Von Johannes Korsche, Haidhausen

Noch heute blickt Maria in der Sankt-Wolfgangs-Kirche auf ihre Haidhauser, wie schon 1920 zur Einweihung der Wolfgangskirche an der Balanstraße. Ansonsten ist nicht mehr viel so geblieben wie es damals war - nicht einmal die Grundmauern des ursprünglichen Kirchenbaus sind erhalten. Im Zweiten Weltkrieg zerstörten Bomben das Gotteshaus. Nur der Turm überstand die Fliegerangriffe. Und eben jene Muttergottes, die "wunderbarerweise dastehend in ihrer Ruinen-Nische unverletzt und unversehrt" geblieben war, berichtet eine kleine Broschüre der Gemeinde aus den Sechzigerjahren. Und so wurde die Muttergottes des Bildhauers Johann Huber zu einem "Zeichen der Hoffnung" inmitten der Zerstörung, sagt Pfarrer Alfons Friedrich. Noch heute beobachtet er "viele ältere Haidhauser, die sich daran erinnern und vor ihr beten".

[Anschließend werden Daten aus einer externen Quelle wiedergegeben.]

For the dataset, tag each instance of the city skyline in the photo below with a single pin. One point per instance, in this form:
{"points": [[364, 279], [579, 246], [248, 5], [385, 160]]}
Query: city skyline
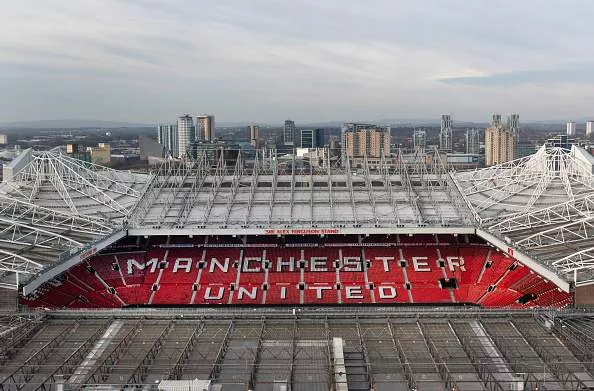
{"points": [[141, 61]]}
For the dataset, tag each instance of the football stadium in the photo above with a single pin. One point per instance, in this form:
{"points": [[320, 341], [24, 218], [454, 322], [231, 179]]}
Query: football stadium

Am Sonntagvormittag von elf Uhr an feiert die Pfarrgemeinde Sankt Wolfgang mit einem Festgottesdienst ihre Gründung vor genau 100 Jahren. Die Geschichte der Kirchengemeinde reicht weit zurück. Dort, wo heute die Wolfgangsstraße bogenförmig von der Preysingstraße abzweigt, stand schon im Mittelalter eine "herzogliche Jagdkapelle", wie der kurze historische Abriss in der Broschüre ausführt. Im Schatten der Bauarbeiten der neugotischen Sankt-Johannes-Kirche riss man die kleine Kapelle allerdings um 1877 ab.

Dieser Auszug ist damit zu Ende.